Monday, May 05, 2008

"I wish I could steal it." A quote from the Pgh Public School Biz Meeting, tonight

Tonight I went to a Business Committee Meeting of the Pgh Public Schools with administrators and most of the members of the school board. A few things came up.

The director of the school district's technology department gave a presentation. The 'dashboard' system is on its way out. Rather, they cooked up a new system.

A guy with a Pitt connection got to say a couple of words in support of what the district has been building. His main statement was, "I do a lot of consulting work with other districts around the region. I wish I could steal the system that you have. It is very good."

After he spoke, I went over to him and say, "You should be able to steal it. Why can't you."

He laughed.

I was serious.

There is no reason why the software that the Pgh Public School is building isn't open source software.

Furthermore, the first question from a board member after the presentation was, "Is there a revenue stream that could be developed with the software." The question came from Heather Arnet. It was her only question in that period.

It is a fair question, given the hype, but it is the wrong direction.

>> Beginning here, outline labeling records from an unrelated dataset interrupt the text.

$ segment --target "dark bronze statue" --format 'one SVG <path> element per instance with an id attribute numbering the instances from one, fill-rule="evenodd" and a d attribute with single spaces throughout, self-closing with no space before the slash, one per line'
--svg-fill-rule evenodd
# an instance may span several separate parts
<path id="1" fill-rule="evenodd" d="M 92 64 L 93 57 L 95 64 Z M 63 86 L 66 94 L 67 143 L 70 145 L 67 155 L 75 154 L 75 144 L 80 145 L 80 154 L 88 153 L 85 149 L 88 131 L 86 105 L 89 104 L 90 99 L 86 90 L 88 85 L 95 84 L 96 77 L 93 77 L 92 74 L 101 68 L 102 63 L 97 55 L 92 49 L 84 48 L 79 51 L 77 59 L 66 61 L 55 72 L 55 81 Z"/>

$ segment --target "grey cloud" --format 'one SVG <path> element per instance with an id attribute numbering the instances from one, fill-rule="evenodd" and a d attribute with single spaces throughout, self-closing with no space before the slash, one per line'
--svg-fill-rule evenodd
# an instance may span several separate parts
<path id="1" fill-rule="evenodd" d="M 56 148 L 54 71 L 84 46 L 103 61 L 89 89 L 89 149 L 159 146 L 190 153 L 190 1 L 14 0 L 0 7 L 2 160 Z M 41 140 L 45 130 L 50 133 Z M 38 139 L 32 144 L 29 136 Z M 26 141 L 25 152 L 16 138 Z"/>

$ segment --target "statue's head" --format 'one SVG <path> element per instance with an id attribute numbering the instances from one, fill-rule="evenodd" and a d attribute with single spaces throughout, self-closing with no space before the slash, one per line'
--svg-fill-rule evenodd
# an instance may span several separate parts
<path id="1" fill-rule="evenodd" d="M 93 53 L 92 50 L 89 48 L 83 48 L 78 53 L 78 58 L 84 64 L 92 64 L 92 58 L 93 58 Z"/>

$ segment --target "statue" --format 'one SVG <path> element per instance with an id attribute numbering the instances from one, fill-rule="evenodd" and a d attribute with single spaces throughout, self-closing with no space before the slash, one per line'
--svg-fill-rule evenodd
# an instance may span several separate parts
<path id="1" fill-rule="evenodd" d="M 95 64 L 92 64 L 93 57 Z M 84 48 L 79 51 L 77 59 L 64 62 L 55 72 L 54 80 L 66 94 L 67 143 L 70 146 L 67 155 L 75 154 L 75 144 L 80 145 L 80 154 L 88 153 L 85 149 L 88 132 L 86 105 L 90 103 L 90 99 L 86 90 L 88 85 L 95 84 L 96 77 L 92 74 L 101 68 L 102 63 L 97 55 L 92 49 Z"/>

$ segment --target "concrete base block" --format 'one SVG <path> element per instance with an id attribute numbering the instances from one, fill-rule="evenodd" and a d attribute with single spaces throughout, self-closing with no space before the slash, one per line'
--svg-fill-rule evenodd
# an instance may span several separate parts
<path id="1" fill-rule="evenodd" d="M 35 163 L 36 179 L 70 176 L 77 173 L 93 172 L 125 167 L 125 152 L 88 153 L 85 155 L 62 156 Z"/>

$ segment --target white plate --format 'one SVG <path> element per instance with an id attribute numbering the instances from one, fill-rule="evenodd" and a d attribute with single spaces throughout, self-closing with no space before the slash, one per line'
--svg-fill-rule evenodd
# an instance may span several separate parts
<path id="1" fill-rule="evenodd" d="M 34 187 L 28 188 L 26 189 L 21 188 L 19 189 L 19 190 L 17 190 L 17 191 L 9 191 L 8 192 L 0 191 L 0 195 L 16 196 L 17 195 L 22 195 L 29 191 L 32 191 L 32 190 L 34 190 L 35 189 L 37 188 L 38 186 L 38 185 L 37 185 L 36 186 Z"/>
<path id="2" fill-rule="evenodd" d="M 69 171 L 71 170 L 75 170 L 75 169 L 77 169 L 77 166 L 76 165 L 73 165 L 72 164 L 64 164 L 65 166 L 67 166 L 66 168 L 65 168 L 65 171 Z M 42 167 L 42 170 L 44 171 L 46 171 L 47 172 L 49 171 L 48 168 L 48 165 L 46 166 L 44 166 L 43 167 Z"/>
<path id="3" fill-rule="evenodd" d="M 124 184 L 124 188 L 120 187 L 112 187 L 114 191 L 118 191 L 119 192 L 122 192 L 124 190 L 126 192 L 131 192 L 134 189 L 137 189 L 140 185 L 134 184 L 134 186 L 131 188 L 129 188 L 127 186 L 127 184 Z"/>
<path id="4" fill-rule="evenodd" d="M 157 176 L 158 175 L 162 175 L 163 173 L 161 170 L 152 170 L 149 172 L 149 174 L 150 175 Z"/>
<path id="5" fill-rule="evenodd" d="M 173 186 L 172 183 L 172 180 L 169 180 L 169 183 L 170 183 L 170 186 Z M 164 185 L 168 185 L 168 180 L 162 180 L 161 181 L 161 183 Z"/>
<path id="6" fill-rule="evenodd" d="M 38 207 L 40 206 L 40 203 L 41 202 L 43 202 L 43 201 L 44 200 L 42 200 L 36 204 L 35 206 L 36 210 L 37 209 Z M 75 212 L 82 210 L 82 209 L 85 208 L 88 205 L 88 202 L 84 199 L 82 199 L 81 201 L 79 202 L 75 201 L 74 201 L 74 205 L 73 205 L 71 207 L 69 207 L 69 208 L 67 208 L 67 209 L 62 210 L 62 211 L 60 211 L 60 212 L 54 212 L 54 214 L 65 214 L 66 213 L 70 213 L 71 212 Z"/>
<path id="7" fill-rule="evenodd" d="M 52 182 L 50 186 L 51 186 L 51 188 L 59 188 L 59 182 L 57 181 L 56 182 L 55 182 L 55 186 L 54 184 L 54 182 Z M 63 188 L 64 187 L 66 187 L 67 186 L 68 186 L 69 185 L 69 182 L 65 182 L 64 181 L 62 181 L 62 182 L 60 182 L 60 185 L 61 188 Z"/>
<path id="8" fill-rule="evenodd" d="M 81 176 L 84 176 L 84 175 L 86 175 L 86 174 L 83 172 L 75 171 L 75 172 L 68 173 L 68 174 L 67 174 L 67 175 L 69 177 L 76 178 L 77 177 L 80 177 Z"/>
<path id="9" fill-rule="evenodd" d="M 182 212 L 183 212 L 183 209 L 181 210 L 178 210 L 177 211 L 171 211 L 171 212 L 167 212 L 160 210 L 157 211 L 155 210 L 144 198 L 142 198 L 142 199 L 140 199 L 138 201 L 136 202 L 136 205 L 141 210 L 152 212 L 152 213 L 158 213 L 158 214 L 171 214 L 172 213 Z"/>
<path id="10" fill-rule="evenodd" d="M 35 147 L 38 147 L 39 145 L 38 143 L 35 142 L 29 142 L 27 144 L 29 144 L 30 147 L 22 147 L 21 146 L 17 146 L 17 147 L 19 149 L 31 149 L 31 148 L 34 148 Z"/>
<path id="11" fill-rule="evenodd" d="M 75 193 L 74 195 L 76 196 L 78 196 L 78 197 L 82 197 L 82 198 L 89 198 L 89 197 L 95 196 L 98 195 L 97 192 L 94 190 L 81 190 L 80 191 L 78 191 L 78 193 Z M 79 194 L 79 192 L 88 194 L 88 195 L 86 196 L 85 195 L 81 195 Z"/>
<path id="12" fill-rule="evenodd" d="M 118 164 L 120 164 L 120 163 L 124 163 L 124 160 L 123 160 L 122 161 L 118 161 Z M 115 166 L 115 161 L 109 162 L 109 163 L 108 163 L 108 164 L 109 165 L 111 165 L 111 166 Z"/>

The answer from the tech administrator from the district was wierd too. He said that they've talked a good deal about the business model and the possibility of selling the software and such. But he was leaning to a 'service model' for a possible sales avenue. The PPS District could scan the test answer sheets from the classrooms of the various schools in other school districts and then offer them a turnkey data evaluation and reporting system.

The real value in the system now is the high-speed scanning and the quick turn around. When the central administration gets the test scores by 9 am, the results are generally kicked back to the schools by noon of the same day. Great.

So, the enterprise and value seems to be in the service provider elements. Interesting.

But, the system is NOT open source. And, there was NO discussion of open source, open access and open ways with the entire discussion.

The technology department is trying to be with a good customer service model. They are gearing up to be user driven. Fine. The users are the administrators, principals, coaches (science coaches, math, reading, etc.), and teachers. Humm...

Not a peep about the customers being the parents, the communities, the taxpayers nor the public.

As the public schools develop software, the work product should be put into the public domain.

I'm not looking to harvest personal data and make privacy screw-ups. But, I want the systems to work for the right populations and have the priorities that make sense.

The red flag was raised, slightly, by a couple of board members. The elected school board members are NOT part of the audience from the technology department. School board members have been totally locked out of the data so far. Total firewall. Total blackout. Total denial of services to school board members has been the norm from the get go by design.

The question was asked, and the bureaucrat said, "We'll look into it." He gave the wrong answer. Well, it wouldn't wash with me.

The school reports and data that is now being delivered is a work in progress and it has some merit. It is 'very good' for them to pat themselves on their backs about now. The teachers know nothing of these systems yet. And, teachers have always been a big sticking point.

But, very good isn't good enough, especially when talking about vaporware.

The golden ticket that I'm looking for was NOT mentioned. In this big packet of information there wasn't a peep given to "rate of improvement." That is the key. That is what needs to be identified.

I have a coaching friend in California that has done a lot of work with data and kids -- in swimming. Swimming has data like no other avenue. The golden key is 'rate of improvement.' That number (rate of improvement) needs to be generated by kid, class, teacher, grade, school, district, county, race, gender, subject, skill set and all the other benchmarks that can be imagined.

Kids grow older. We know that. And, they grow at different rates. We know that too. But I want to know if they are getting smarter and more skilled at a rate that is better than before, their peers, and expected.